The guy with emo eyes was even more displeased,
his emo eyes bulged out.
He gasped as the little creature gave him a kiss,
but to stop her he got no guts.



It turned out the kiss was intimate and delightful,
that the guy with emo eyes decided to reply her endearment.
He stopped acting to be cool,
kissed her on the lips to full excitement.



Minutes later the guy with emo eyes gawked, he said 'WHAT?!',
the cute little thing turned out to be a robot!



It took no rocket science to find out,
that the little new fella was a fingernail-cutting robot.
On the guy with emo eyes's desktop the little bird dwelled later,
and they both lived happily ever after.

Secara Penguin ga ada di Bandung, toy Penguin is the new black!


PS: no eyeliner pencils were utilized during the making of this story. Nyet, foto ke-3 kaya hantu The Grudge....

ternyata gw masih manusia...

Idih! Mas-nya memang cerewet. Kayak ga pernah salah aja. I mean, it was just a typo [and you need to suck your lipo, haha].
Being a divine masterpiece, an apotheosi of beauty, such error should take place to make me more like... human. [Haha. Ngeles, bok!]


Ngemeng-ngemeng soal typos, gw punya yang lebih parah.
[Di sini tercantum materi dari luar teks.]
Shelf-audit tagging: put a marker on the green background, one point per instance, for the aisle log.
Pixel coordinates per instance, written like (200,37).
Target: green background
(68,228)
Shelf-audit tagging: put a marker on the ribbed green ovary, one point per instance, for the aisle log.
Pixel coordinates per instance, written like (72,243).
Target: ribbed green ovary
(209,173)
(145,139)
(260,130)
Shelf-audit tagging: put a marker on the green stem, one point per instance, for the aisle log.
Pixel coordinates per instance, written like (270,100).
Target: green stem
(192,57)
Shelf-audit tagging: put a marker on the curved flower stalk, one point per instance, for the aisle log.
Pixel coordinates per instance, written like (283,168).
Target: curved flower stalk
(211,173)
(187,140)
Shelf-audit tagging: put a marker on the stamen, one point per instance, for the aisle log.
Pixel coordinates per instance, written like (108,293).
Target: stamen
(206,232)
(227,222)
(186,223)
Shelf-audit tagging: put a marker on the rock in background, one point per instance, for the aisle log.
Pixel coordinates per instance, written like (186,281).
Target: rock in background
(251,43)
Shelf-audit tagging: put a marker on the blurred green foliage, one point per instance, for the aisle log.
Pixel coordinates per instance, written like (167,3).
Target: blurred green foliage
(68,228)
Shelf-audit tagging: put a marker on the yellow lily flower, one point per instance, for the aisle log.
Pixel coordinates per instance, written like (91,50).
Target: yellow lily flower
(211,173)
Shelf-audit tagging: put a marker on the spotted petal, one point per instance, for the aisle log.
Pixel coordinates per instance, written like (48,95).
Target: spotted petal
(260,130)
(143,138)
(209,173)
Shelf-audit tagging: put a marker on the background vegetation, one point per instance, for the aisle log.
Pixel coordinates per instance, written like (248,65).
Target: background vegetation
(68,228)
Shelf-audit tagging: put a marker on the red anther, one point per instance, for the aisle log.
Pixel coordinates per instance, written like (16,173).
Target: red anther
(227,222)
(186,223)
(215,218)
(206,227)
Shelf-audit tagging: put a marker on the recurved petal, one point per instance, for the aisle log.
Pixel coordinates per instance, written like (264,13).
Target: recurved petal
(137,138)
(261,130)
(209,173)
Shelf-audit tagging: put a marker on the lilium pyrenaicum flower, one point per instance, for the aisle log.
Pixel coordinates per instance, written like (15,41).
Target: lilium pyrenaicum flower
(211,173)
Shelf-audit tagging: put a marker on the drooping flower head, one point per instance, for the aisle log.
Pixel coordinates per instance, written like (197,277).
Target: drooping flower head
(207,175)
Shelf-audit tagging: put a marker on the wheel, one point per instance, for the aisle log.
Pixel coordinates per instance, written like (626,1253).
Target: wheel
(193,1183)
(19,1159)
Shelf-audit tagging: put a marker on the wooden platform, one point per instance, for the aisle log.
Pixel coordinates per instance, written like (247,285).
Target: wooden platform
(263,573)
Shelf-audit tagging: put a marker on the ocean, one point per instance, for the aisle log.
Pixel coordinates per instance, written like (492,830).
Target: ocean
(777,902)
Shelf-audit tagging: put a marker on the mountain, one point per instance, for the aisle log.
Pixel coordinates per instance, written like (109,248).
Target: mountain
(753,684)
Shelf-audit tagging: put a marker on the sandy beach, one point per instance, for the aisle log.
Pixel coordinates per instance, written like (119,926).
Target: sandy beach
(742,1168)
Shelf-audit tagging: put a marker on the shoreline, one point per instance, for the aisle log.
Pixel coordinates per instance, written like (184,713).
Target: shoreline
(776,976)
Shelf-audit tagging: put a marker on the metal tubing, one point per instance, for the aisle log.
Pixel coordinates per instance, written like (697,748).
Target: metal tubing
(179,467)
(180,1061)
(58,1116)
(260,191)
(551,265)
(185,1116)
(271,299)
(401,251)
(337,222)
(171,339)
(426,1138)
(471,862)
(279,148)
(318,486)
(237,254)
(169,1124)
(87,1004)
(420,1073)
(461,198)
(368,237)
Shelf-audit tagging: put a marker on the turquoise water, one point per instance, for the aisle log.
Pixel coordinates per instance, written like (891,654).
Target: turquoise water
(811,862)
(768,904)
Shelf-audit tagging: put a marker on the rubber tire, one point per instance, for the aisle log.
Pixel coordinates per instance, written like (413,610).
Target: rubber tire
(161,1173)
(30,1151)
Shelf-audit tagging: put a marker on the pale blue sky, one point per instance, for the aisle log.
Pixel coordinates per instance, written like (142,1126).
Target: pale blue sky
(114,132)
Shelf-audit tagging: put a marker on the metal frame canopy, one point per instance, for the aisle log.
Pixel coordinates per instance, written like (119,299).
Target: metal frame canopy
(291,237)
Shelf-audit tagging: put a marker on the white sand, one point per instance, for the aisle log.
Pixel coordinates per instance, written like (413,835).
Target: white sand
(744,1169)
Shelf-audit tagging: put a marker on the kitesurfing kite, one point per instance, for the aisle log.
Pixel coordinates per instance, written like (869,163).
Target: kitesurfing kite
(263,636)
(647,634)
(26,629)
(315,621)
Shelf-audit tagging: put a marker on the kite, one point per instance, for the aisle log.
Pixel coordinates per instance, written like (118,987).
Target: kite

Kemarin gw baru update CV, dan mata gw terantuk pada sesuatu yang janggal:
November 2006 - March 2008: Assistant Consultant for Division of Policy and Health Systems Development, Pubic Health Development, School of Medicine, Gajah Mada University.

P-U-B-I-C Health! Jadi selama satu setengah tahun gw sudah berurusan dengan kesehatan pubic region, alias daerah sekitar selangkangan. So let's say I had to deal with pubic hair [i did trimming and waxing!], pubic rash, pubic blotches, dan teman-temannya. Parah.... Ternyata satu karakter L yang ketinggalan mengacaukan segalanya. Pantesan lamaran kerja yang dulu-dulu ga ditanggepin. [Hoho. Buruk CV, typo dibelah]

Mumpung lagi ngomongin publik-pubik, di Jakarta ada aturan 'no smoking in PUBLIC areas'. But I don't think smoking in PUBIC areas is against the law. [Hush, rusuh, rusuh..]

Plus, gw baru kepikiran satu typo yang kayaknya seru.
'I've been dating countless women'.
Try dropping the 'O' in 'countless.
Ahahahaha. Udahan ah. Daripada Simpleshak diblokir gara-gara menampilkan konten 18+.